As today, Milwaukee has always had a rich cultural life with iconic institutional structures to house them. This week we present photographs of a few of those cultural institutions along with current photographs if two structures that still stand today. The older photographic images, ca. 1890, are from our very rare bound set of 100 photographic plates, Milwaukee Illustrated, published in Milwaukee by J.C. Iversen & Co. You may also find a digitized copy in our digital collection, Milwaukee Neighborhoods. From top to bottom, the buildings are:
1.) Exposition Building, exterior and interior (first four images): The Milwaukee Exposition Building was designed by one of Milwaukee's most prolific architects, Edward Townsend Mix, and was built in 1881, serving as the first home of the Milwaukee Public Museum. It occupied an entire block between 5th and 6th Streets and Kilbourn Avenue and State Street. It burned down in 1905 and the Milwaukee Auditorium (currently Miller High Life Theatre) was built on the site in 1909. The first two interior views show the natural history exhibits of the Milwaukee Public Museum (which moved to a new building with the Milwaukee Public Library in 1898), and the last view shows the interior during the ethnic festival of Kermis, a traditional Dutch summer fair that immigrants from Holland brought with them to Milwaukee. The pavilion pictured here is selling Brussels Waffles, a precursor to the Belgian waffle made popular in the United States in the 1950s.
2.) Turner Hall (on the left) and Robert Chivas Post Hall: Milwaukee Turner Hall, (Turnverein), a center for gymnastics and social and cultural life of German immigrants in Milwaukee, was designed by architect Henry C. Koch and was completed in 1882, with an addition in 1899. It remains an important Milwaukee cultural institution today (see contemporary photo below the historic image) and the hall is listed in the National Register of Historic Places. Robert Chivas Post Hall (Grand Army of the Republic. Robert Chivas Post No. 2) was named after a lieutenant in the 24th Wisconsin, who was killed at Missionary Ridge on November 25, 1863. It is most notable for the 1886 meeting held there prior to striking workers marching to Bay View to protest excessive working hours. This led to the May 5, 1886 Bay View Massacre. The land where the post stood now serves as a parking lot for Turner Hall.
3.) Grand Opera House: Prominent Milwaukee businessman Jacob Nunnemacher and his son Hermann built the Grand Opera House in 1871, spanning an entire block and standing three stories high. It was later sold to noted Milwaukee brewer Frederick Pabst in 1890, but the theater was destroyed by fire in 1895. It was rebuilt quickly in the same year and is now known as Pabst Theater, which is still in operation today.

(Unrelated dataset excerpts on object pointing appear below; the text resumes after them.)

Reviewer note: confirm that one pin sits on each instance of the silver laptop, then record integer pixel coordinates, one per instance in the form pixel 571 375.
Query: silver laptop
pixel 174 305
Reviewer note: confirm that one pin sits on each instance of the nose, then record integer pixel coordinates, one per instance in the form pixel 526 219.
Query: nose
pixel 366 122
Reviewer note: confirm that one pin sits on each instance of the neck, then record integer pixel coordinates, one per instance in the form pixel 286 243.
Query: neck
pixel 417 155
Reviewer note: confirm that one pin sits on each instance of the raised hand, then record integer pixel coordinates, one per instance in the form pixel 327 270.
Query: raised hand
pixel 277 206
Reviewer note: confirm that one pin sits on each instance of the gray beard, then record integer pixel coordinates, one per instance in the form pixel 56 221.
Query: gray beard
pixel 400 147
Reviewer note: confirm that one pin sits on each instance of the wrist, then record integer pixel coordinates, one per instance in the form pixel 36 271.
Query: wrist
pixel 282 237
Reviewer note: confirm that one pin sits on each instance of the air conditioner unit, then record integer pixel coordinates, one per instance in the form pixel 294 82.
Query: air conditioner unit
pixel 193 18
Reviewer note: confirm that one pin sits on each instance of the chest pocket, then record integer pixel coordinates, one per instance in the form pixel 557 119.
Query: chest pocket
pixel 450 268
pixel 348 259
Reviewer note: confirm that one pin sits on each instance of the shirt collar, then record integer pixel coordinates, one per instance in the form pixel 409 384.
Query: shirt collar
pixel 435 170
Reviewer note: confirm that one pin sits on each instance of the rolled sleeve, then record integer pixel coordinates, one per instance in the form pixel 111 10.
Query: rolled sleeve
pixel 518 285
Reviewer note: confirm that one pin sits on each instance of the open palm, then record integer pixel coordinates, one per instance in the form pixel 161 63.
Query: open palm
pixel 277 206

4.) Milwaukee Club: Founded in 1882, the Milwaukee Club became the first continuously-operating men’s club west of the Allegheny Mountains. The club's building was designed in the Queen Anne style by Chicago architect Daniel Burnham, with the construction supervised by Milwaukee's Edward Townsend Mix (mentioned above) and completed in 1883. It remains the club's headquarters today (see the contemporary photo) at the corner of Jefferson and Wisconsin.